Aide juridictionnelle : les avocats reprennent du service

Leur mobilisation a été entendue. Dans le département, qui compte 450 avocats la grève a été totale. Après près de trois semaines de mobilisation contre le projet de réforme de l’aide juridictionnelle, un accord a été conclu, mercredi 28 octobre, entre les représentants des avocats et de la chancellerie. Le Conseil national des barreaux (CNB) a appelé à une levée immédiate de la grève qui touchait mercredi 159 des 164 barreaux. En Val d’Oise, le mot d’ordre a été suivi et la grève est « momentanément suspendue ». Après avoir renoncé à taxer ces caisses pour financer la réforme, Christiane Taubira a annoncé hier une augmentation de la rémunération des avocats participant à l’aide juridictionnelle. La révision du barème de ces prestations payées par l’Etat initialement envisagée par la chancellerie se traduisait dans de nombreux cas par une baisse de rémunération des avocats, ce qui constituait l’un des principaux points de crispation.
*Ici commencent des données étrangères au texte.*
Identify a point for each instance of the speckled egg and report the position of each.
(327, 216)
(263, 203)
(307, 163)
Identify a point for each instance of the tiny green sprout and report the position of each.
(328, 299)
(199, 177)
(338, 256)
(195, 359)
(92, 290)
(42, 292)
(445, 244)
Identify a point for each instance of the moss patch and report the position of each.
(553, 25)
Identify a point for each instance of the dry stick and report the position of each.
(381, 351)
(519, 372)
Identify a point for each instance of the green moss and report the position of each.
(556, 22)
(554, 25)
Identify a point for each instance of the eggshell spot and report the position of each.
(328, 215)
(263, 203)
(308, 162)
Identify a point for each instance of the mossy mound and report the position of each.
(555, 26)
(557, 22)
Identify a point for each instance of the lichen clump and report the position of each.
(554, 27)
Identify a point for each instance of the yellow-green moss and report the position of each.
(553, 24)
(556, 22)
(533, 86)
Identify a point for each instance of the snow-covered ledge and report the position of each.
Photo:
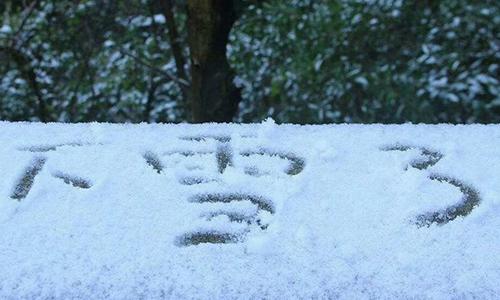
(249, 211)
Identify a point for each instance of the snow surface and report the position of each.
(338, 211)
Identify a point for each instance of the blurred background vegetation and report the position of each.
(301, 61)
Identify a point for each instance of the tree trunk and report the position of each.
(213, 96)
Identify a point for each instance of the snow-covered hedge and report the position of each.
(249, 211)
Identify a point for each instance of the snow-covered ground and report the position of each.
(249, 211)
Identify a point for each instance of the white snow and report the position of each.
(331, 211)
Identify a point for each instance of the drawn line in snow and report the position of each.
(296, 165)
(202, 138)
(224, 156)
(187, 153)
(73, 180)
(233, 216)
(261, 202)
(25, 183)
(153, 160)
(215, 237)
(469, 201)
(430, 157)
(47, 148)
(193, 180)
(212, 237)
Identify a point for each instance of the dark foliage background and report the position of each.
(300, 61)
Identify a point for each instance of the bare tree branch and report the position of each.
(167, 74)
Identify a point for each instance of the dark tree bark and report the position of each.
(213, 96)
(174, 37)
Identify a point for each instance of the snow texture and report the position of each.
(94, 211)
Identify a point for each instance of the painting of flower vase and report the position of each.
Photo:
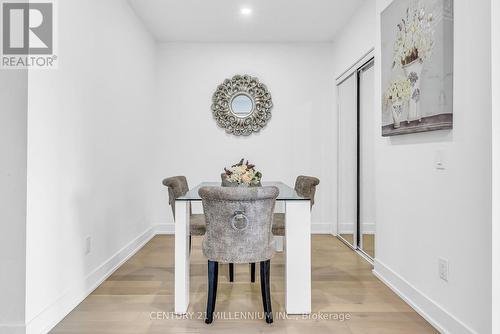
(417, 66)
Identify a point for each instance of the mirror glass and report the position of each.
(242, 105)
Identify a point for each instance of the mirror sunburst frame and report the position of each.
(237, 122)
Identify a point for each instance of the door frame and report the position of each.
(354, 69)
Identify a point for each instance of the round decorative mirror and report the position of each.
(242, 105)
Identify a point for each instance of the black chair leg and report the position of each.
(265, 270)
(213, 273)
(231, 272)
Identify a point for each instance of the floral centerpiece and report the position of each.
(241, 174)
(397, 94)
(415, 37)
(413, 45)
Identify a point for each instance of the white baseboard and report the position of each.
(164, 228)
(55, 312)
(316, 228)
(12, 329)
(348, 228)
(434, 313)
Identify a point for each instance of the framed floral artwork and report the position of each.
(417, 66)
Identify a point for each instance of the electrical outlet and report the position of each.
(443, 268)
(88, 245)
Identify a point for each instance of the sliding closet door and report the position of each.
(366, 160)
(347, 160)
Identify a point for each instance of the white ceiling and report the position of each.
(221, 20)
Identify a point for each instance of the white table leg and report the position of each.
(298, 257)
(279, 243)
(181, 256)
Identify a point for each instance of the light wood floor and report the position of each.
(342, 284)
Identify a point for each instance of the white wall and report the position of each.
(300, 138)
(495, 55)
(91, 150)
(13, 113)
(442, 213)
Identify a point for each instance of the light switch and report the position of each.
(439, 161)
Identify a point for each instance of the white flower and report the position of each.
(415, 38)
(399, 90)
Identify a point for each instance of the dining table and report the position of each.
(297, 247)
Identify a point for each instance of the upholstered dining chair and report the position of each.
(177, 187)
(304, 186)
(238, 230)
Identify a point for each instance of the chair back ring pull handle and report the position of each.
(239, 222)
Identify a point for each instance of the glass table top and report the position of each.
(286, 193)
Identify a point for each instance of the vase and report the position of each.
(226, 183)
(396, 114)
(413, 72)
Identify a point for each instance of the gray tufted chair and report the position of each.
(304, 186)
(239, 223)
(177, 187)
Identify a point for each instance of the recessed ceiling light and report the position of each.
(246, 11)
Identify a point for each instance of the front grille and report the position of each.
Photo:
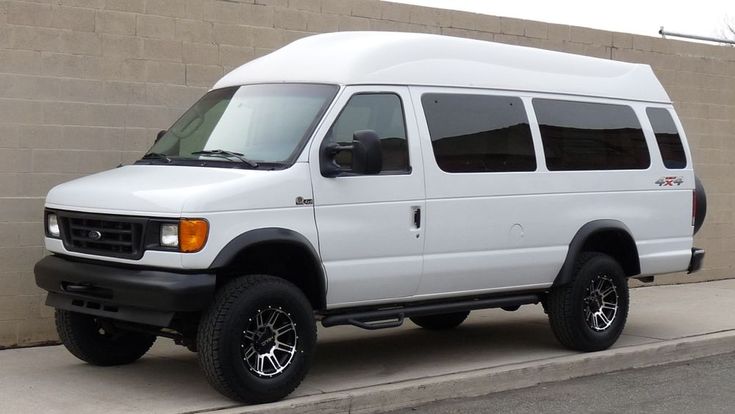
(116, 236)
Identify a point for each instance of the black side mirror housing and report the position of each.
(367, 155)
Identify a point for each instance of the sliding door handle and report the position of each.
(416, 211)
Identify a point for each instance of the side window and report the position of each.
(667, 137)
(382, 113)
(479, 133)
(590, 136)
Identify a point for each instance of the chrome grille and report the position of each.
(115, 236)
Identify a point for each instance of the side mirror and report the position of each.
(367, 155)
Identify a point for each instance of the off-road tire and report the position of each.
(566, 304)
(221, 341)
(88, 339)
(440, 322)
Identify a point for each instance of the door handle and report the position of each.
(416, 211)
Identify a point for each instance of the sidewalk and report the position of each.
(364, 371)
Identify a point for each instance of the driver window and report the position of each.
(382, 113)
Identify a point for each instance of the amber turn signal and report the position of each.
(192, 234)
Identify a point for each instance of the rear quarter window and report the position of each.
(590, 136)
(667, 138)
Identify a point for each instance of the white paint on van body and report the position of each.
(480, 232)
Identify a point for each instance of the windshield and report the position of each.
(247, 126)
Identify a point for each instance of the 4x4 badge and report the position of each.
(669, 181)
(301, 201)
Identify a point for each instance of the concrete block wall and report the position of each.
(86, 84)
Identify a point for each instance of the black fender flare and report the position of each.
(272, 235)
(566, 273)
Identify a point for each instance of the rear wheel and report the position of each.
(440, 322)
(98, 342)
(589, 313)
(257, 339)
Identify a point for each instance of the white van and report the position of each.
(364, 178)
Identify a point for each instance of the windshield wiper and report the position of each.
(228, 154)
(157, 155)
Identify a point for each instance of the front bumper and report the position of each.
(695, 263)
(147, 296)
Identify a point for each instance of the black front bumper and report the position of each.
(148, 296)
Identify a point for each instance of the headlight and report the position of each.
(52, 223)
(170, 235)
(189, 235)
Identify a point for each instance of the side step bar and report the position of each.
(393, 317)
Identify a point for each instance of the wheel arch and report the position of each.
(279, 252)
(607, 236)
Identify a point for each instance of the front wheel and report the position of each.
(98, 342)
(257, 339)
(589, 313)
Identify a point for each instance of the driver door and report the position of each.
(371, 227)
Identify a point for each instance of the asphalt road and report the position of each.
(700, 386)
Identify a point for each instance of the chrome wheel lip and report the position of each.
(271, 324)
(601, 303)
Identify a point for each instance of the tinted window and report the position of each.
(590, 136)
(479, 133)
(667, 137)
(382, 113)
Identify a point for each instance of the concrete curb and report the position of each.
(489, 380)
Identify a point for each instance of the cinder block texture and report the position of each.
(95, 80)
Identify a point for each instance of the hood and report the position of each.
(171, 190)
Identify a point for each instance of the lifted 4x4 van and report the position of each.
(365, 178)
La grève des avocats contre le projet de réforme de l’aide juridictionnelle a été suivie par l’immense majorité des barreaux de France. Dans le Val d’Oise, la mobilisation a été très active également. Lundi encore, répondant à l’appel du conseil national des barreaux, quelque 140 avocats s’étaient rassemblés, manifestant pour la 3e fois devant le tribunal de grande instance de Pontoise afin de protester contre la réforme de l’aide juridictionnelle, réunis autour du bâtonnier, Maître Frédéric Zajac. Durant plusieurs jours, plus aucune affaire n’a été plaidée. Conséquence : un encombrement des tribunaux encore plus importants et aucun avocat d’office désigné.

Pourquoi cette grogne ? Créée en 1972 et renforcée en 1991, l’aide juridictionnelle (AJ) attribue aux justiciables les plus démunis un soutien financier de l’Etat pour payer les frais de justice. Christiane Taubira a introduit plusieurs modifications de ce système dans le projet de loi de finances 2016, provoquant un mouvement de colère.
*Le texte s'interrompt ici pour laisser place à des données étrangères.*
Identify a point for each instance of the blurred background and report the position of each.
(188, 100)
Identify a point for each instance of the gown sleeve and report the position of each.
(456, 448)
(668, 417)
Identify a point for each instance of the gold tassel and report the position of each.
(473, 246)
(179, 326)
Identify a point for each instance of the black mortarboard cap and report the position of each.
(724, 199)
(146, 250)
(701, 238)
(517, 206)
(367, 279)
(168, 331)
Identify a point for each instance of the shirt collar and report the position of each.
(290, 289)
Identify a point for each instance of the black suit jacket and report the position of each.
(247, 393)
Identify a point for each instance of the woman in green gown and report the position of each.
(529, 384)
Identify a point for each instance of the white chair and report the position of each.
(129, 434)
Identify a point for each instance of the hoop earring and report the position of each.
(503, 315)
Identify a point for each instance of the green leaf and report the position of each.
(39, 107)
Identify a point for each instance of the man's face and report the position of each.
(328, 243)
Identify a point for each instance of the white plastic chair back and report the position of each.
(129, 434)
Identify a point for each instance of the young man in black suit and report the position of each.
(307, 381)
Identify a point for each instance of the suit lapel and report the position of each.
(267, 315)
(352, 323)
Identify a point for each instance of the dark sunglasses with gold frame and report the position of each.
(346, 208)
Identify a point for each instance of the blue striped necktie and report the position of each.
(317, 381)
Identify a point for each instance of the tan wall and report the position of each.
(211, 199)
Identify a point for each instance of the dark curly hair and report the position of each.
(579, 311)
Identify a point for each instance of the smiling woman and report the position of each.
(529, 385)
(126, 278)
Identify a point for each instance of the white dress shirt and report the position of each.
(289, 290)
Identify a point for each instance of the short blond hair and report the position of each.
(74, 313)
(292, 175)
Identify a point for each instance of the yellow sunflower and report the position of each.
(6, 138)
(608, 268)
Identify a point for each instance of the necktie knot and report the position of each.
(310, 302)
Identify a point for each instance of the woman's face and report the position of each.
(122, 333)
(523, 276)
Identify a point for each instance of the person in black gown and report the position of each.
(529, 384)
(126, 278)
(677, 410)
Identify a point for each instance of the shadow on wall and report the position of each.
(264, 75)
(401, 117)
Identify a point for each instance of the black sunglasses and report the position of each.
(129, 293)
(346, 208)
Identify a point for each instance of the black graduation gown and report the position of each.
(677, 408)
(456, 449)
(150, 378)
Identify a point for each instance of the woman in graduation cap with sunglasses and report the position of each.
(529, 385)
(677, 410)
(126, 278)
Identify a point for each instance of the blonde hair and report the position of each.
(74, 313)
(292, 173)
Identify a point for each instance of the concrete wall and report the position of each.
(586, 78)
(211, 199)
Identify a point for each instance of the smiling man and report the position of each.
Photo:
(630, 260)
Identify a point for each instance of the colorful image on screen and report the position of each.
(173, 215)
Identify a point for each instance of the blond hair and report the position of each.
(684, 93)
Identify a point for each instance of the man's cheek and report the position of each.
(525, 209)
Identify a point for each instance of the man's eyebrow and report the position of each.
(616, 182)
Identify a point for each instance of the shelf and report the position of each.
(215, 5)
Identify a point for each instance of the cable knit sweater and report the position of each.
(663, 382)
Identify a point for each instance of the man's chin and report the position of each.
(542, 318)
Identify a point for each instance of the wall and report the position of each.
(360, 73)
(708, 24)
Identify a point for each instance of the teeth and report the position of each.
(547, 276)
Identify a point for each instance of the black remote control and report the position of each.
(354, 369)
Face à cette fronde nationale, la ministre de la Justice avait finalement fait marche arrière la semaine dernière sur un premier point qui concernait le prélèvement des caisses gérées par les avocats (Carpa) pour financer le budget de l’aide juridictionnelle. En leur demandant de contribuer au financement de cette aide (les prélèvements prévus portaient sur 5 millions d’euros en 2016 et 10 millions en 2017, sur les intérêts générés par ces Carpa), la ministre de la Justice avait déclenché la colère de la profession. « C’est un premier point de satisfaction, puisque cette mesure a été abandonnée, précise Dominique Le Brun, avocat au barreau de Pontoise, membre du Conseil de l’ordre chargé des relations avec les entreprises. Il n’était pas question pour les avocats de payer un impôt pour travailler ! La seconde mesure envisagée ne nous convient pas davantage, c’est pour cela que nous poursuivons le mouvement », nous confiait-il mardi.
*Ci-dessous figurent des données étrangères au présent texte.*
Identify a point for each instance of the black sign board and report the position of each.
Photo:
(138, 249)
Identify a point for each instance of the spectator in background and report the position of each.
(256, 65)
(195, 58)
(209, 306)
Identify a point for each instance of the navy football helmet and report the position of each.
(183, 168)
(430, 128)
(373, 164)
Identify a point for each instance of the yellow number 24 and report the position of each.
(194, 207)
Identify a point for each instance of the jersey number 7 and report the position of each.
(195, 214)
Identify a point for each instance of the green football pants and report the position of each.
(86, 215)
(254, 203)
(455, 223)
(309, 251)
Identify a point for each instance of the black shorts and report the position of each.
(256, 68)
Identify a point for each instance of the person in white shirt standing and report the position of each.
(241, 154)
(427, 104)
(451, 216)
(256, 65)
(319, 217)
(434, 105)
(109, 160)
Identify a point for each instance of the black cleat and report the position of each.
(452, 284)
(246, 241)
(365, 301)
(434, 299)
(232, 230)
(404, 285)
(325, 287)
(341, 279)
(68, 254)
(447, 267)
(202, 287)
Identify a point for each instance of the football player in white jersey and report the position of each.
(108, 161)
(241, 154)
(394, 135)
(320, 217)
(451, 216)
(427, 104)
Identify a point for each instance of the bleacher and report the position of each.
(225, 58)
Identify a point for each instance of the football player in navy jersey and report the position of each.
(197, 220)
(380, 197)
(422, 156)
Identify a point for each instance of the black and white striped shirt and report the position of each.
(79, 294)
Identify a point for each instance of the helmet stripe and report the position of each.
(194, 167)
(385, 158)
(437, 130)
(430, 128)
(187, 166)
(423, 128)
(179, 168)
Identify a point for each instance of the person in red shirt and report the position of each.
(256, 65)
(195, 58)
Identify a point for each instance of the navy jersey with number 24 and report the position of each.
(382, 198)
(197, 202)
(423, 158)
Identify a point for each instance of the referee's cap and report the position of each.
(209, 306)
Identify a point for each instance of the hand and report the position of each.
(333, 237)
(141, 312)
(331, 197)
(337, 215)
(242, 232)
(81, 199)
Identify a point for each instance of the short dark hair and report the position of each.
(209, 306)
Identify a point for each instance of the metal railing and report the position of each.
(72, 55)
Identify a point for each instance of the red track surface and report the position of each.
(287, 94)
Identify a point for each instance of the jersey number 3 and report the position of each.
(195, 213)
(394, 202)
La ténacité des avocats a finalement payé. Le ministère de la Justice et le Conseil national des barreaux (CNB) ont signé hier un protocole d’accord qui prévoit en revanche une hausse de la rémunération des avocats au titre de l’AJ, sans clore le débat sur l’aide juridictionnelle. Selon le compromis, la rémunération des avocats au titre de l’AJ est immédiatement revalorisée, une première depuis 2007 : l’unité de valeur (UV) correspondant à une demi-heure de travail augmentera en moyenne de 12,6%, précise le ministère dans un communiqué. Le gouvernement s’engage également à augmenter le budget de l’aide juridictionnelle, qui sera porté de 375 millions d’euros en 2015 à 400 millions en 2016. Des réunions régulières auront lieu avec la profession pour suivre la mise en oeuvre de la réforme. Avocats et ministère sont convenus de réfléchir dans un deuxième temps à une nouvelle étape, avec une contractualisation complémentaire et un dispositif assurant la pérennité du financement de l’AJ.